How does SambaNova's pricing work?: SambaNova is hybrid. SambaNova Cloud (SambaCloud) is a public, usage-based inference API billed per 1M tokens, with a Free tier ($5 of credits, no card), a pay-as-you-go Developer tier, and a subscription-based Enterprise tier. Separately, SambaNova sells RDU-based hardware systems (SambaStack, SambaManaged) that are sales-quoted with no public rate card.
How much does SambaNova Cloud cost per million tokens?: As of July 2026, SambaCloud token rates range from $0.22 input / $0.59 output (gemma-4-31B-it and gpt-oss-120b) to $3.00 input / $4.50 output for DeepSeek-V3.1 and V3.2. Meta-Llama-3.3-70B-Instruct is $0.60 input / $1.20 output, and MiniMax-M2.7 is $0.60 / $2.40 with a $0.06/1M cached-input rate — the first model on the card to carry cached-input pricing.
Does SambaNova have a free tier?: Yes, for the cloud API. The SambaNova Cloud Free plan gives you $5 in API credits with no credit card required, access to Production models, and community support; the credits expire in 30 days.
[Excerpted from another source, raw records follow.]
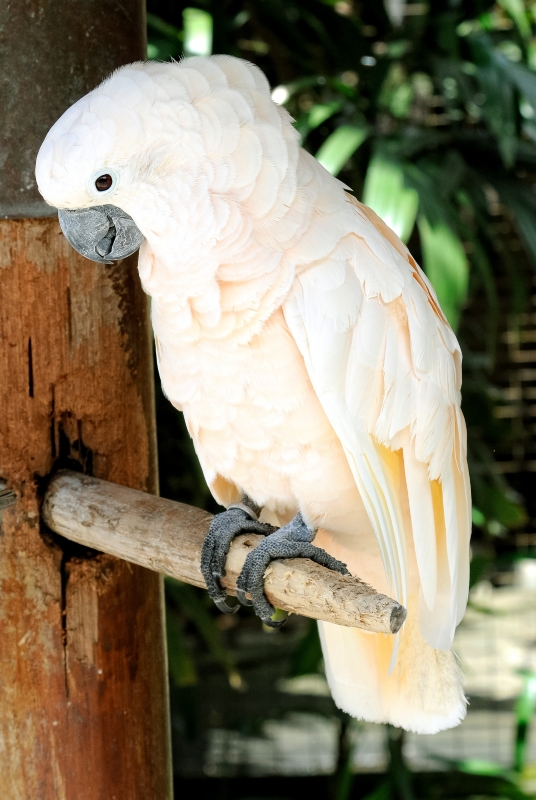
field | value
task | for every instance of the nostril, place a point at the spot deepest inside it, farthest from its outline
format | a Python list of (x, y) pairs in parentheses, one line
[(104, 247)]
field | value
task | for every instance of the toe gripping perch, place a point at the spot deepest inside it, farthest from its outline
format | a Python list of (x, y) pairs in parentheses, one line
[(292, 541), (239, 518)]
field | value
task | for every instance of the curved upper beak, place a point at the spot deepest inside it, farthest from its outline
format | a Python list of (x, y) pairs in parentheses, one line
[(101, 233)]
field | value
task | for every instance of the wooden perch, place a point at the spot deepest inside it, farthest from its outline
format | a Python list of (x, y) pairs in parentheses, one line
[(167, 537)]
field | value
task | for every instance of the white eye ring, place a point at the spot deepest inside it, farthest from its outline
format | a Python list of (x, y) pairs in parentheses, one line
[(106, 191)]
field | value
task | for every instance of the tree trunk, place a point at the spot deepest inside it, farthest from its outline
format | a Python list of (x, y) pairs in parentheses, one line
[(83, 700)]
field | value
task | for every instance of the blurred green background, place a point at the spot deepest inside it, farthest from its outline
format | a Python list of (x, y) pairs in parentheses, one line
[(428, 112)]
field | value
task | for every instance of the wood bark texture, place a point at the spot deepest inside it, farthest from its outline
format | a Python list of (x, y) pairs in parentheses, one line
[(83, 705), (167, 537)]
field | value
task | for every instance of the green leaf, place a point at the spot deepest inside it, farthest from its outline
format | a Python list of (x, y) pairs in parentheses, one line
[(499, 110), (318, 114), (445, 263), (197, 32), (516, 9), (341, 146), (500, 505), (386, 193)]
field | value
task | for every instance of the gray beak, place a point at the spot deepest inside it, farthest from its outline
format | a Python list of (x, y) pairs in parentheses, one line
[(102, 233)]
The hardware/systems business has no free tier and is sold through sales.
Is SambaNova usage-based or subscription pricing?: Both, depending on the product. The cloud inference API is pure usage-based (per-token, pay-as-you-go) on the Free and Developer tiers, shifting to subscription-based pricing on Enterprise for larger usage. The RDU hardware systems are sold as sales-quoted enterprise contracts.